Both Pyspark Dataframes read from a csv file.从 csv 文件中读取的两个 Pyspark 数据帧。

How can I create a new column named "amount" inside df_e, which takes the name and year value of every record as reference from df_e, and gets the according amount from df_p?如何在 df_e 中创建一个名为“amount”的新列，它将每条记录的名称和年份值作为 df_e 的引用，并从 df_p 获取相应的金额？ Using Pyspark.使用 Pyspark。

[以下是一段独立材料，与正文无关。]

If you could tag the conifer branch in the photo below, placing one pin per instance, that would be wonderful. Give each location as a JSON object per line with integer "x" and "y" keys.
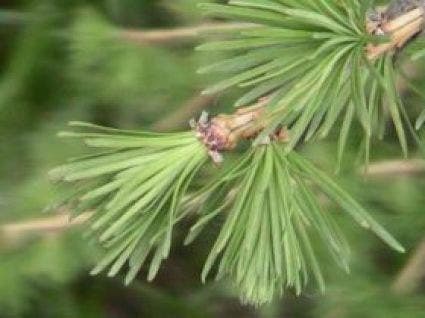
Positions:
{"x": 177, "y": 35}
{"x": 412, "y": 274}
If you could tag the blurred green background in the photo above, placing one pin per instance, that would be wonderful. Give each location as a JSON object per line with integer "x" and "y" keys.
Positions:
{"x": 63, "y": 60}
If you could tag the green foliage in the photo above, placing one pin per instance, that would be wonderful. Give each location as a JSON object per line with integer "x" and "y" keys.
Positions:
{"x": 135, "y": 188}
{"x": 265, "y": 243}
{"x": 309, "y": 59}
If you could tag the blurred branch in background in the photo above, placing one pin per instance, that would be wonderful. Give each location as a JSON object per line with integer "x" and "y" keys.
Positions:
{"x": 11, "y": 17}
{"x": 396, "y": 168}
{"x": 13, "y": 233}
{"x": 157, "y": 37}
{"x": 413, "y": 273}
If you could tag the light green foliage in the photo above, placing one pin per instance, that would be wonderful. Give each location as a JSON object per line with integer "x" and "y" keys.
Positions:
{"x": 134, "y": 186}
{"x": 265, "y": 243}
{"x": 66, "y": 60}
{"x": 309, "y": 59}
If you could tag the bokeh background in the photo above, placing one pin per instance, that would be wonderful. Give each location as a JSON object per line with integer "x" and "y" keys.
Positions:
{"x": 63, "y": 60}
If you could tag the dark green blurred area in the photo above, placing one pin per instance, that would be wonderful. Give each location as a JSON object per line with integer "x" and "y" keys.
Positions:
{"x": 65, "y": 60}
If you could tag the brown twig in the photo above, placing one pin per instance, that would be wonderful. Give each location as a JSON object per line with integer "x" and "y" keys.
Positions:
{"x": 13, "y": 232}
{"x": 159, "y": 37}
{"x": 396, "y": 168}
{"x": 401, "y": 30}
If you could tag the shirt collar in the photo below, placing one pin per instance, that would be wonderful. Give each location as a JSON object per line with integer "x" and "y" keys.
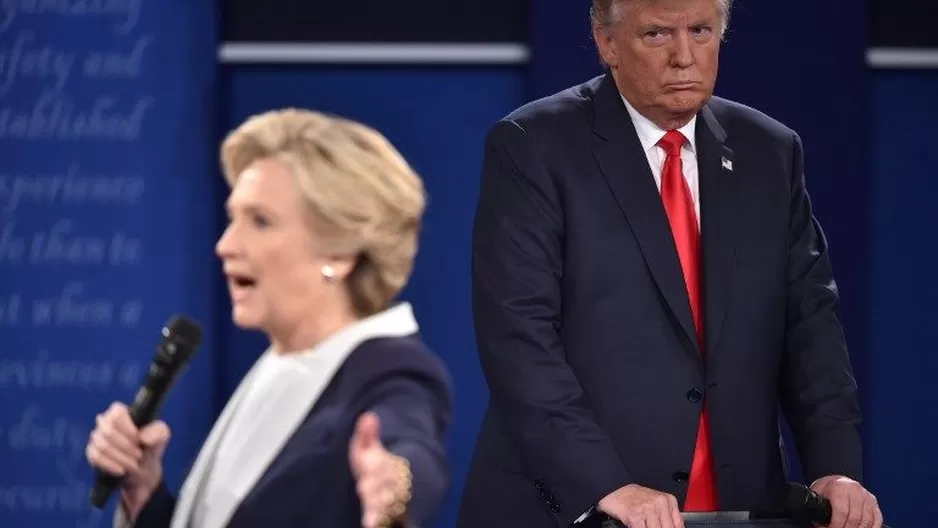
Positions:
{"x": 649, "y": 134}
{"x": 396, "y": 321}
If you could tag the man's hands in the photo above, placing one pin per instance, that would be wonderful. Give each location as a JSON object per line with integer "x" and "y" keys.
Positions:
{"x": 851, "y": 504}
{"x": 638, "y": 507}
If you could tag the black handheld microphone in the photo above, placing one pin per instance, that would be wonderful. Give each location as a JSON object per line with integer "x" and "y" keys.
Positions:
{"x": 181, "y": 337}
{"x": 804, "y": 504}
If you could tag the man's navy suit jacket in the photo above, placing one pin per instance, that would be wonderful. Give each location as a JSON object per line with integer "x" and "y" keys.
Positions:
{"x": 584, "y": 326}
{"x": 309, "y": 483}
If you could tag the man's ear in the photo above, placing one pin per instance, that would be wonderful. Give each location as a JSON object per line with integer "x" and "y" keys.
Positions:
{"x": 606, "y": 44}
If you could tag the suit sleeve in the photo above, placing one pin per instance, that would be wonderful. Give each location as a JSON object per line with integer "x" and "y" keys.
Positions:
{"x": 517, "y": 269}
{"x": 819, "y": 391}
{"x": 415, "y": 413}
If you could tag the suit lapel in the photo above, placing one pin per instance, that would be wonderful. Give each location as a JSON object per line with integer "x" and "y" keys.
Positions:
{"x": 718, "y": 211}
{"x": 624, "y": 165}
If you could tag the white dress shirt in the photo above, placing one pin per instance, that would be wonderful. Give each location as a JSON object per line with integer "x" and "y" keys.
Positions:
{"x": 649, "y": 134}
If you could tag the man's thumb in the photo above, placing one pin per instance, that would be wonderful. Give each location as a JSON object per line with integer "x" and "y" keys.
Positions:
{"x": 154, "y": 437}
{"x": 367, "y": 431}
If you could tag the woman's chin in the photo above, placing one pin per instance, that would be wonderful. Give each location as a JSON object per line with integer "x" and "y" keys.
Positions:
{"x": 244, "y": 318}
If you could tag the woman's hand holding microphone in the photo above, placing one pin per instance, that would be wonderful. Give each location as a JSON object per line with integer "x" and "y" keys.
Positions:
{"x": 117, "y": 447}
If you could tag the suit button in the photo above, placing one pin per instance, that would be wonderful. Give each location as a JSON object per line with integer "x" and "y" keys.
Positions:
{"x": 695, "y": 395}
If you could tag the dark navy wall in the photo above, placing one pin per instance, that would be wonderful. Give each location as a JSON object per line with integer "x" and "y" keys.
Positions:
{"x": 901, "y": 403}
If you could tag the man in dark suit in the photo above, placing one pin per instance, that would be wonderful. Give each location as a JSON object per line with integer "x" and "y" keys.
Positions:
{"x": 637, "y": 358}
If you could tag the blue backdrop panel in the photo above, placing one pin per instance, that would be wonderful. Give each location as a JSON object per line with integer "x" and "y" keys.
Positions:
{"x": 438, "y": 118}
{"x": 901, "y": 401}
{"x": 104, "y": 180}
{"x": 815, "y": 86}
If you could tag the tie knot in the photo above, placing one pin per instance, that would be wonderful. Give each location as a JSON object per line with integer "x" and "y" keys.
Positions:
{"x": 672, "y": 143}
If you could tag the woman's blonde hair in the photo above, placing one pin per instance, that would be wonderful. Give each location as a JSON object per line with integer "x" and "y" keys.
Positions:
{"x": 364, "y": 198}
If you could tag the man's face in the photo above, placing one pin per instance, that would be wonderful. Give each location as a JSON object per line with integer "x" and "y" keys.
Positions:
{"x": 664, "y": 55}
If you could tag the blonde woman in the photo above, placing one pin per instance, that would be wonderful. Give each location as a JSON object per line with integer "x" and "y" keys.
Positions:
{"x": 341, "y": 421}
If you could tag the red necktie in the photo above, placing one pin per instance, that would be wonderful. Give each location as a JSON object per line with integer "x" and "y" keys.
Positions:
{"x": 679, "y": 205}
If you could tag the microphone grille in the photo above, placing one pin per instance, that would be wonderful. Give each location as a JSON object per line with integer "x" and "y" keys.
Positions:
{"x": 183, "y": 330}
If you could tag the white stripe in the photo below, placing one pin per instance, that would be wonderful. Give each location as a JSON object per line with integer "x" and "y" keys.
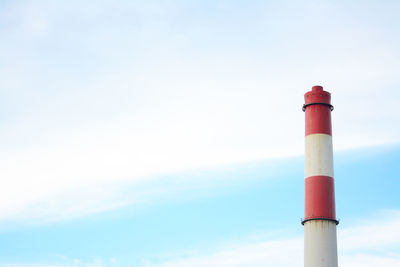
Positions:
{"x": 320, "y": 245}
{"x": 318, "y": 155}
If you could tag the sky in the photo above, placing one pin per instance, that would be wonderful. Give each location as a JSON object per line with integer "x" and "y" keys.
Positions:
{"x": 170, "y": 133}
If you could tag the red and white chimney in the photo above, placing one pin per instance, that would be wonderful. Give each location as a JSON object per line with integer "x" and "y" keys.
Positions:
{"x": 320, "y": 246}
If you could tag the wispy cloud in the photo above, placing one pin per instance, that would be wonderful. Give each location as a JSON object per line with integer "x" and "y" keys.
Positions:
{"x": 370, "y": 244}
{"x": 91, "y": 106}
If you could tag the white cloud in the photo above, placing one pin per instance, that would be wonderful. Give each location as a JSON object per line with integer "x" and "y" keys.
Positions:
{"x": 373, "y": 244}
{"x": 88, "y": 105}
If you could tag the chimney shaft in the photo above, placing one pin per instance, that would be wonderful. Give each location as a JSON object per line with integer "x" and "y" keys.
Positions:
{"x": 320, "y": 246}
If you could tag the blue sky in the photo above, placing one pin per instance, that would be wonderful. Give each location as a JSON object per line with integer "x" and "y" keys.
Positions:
{"x": 170, "y": 133}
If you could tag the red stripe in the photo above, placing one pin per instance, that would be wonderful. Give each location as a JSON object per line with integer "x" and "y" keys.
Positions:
{"x": 320, "y": 198}
{"x": 318, "y": 117}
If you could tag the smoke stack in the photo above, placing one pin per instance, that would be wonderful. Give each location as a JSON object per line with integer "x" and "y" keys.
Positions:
{"x": 320, "y": 245}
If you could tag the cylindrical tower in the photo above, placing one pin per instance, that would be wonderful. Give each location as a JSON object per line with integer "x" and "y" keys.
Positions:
{"x": 320, "y": 248}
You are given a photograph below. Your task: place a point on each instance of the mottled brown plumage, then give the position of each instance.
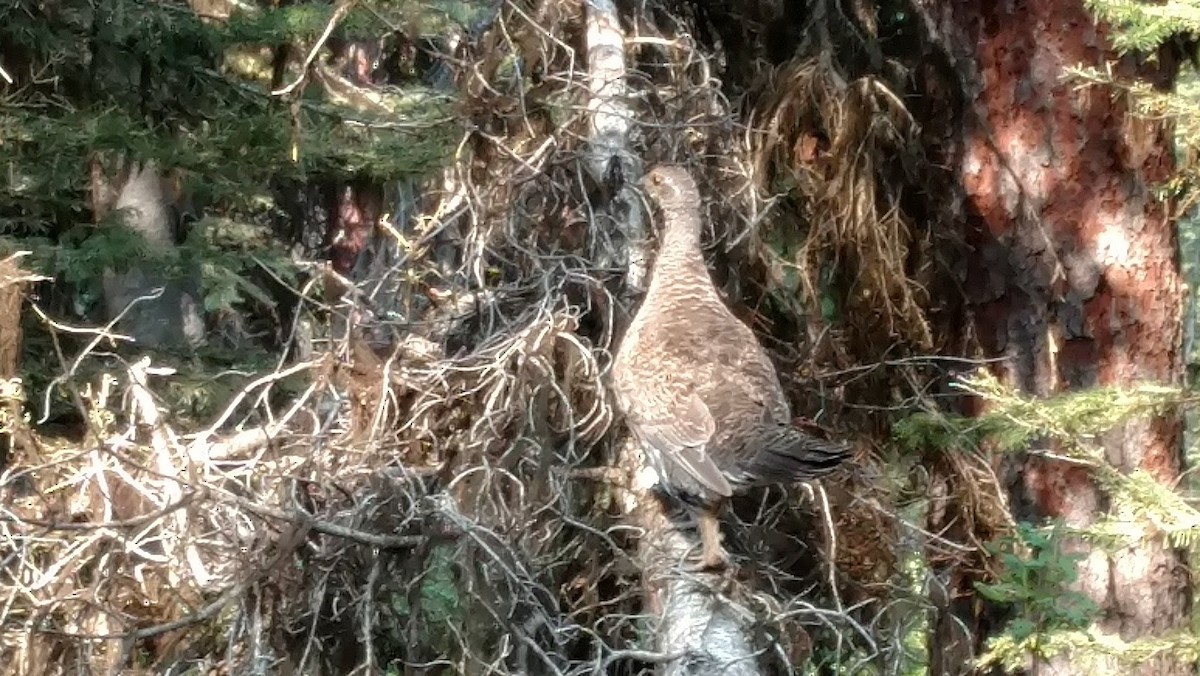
(696, 388)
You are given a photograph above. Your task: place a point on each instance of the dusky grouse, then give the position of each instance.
(697, 390)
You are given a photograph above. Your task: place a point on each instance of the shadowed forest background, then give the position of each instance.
(307, 309)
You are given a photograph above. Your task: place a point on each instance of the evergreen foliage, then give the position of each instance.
(154, 81)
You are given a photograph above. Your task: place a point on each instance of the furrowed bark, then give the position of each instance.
(1074, 276)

In this case I should get the following DataFrame:在这种情况下，我应该得到以下 DataFrame：

df_e :=     
|country, name, year, c2, c3, c4, amount|       
|Austria, Jon Doe, 2003, 21.234, 54.234, 345.434, 123908234|       
...

Thanks for the help!谢谢您的帮助！

EDIT:编辑：

This is how I'm reading the files:这就是我阅读文件的方式：

from pyspark import SparkContext, SparkConf       
from pyspark.sql import SparkSession       

sc = SparkContext.getOrCreate(SparkConf().setMaster('local[*]'))       
spark = SparkSession.builder.getOrCreate()       

df_e = spark.read.option('header', 'true').option('inferSchema', 'true').csv('data/e.csv')       
df_p = spark.read.option('header', 'true').option('inferSchema', 'true').csv('data/p.csv')

I'm starting out with Pyspark, so I don't really know what functions I can use for this problem.我从 Pyspark 开始，所以我真的不知道我可以使用哪些函数来解决这个问题。

With pandas I would do it by iterating over the DataFrame, like this:使用 pandas 我将通过迭代 DataFrame 来做到这一点，如下所示：

for i in df_e.index:       
    p[i] = df_p.query('name == "{}"'.format(df_e['name'][i]))['{}'.format(df_e['year'][i])]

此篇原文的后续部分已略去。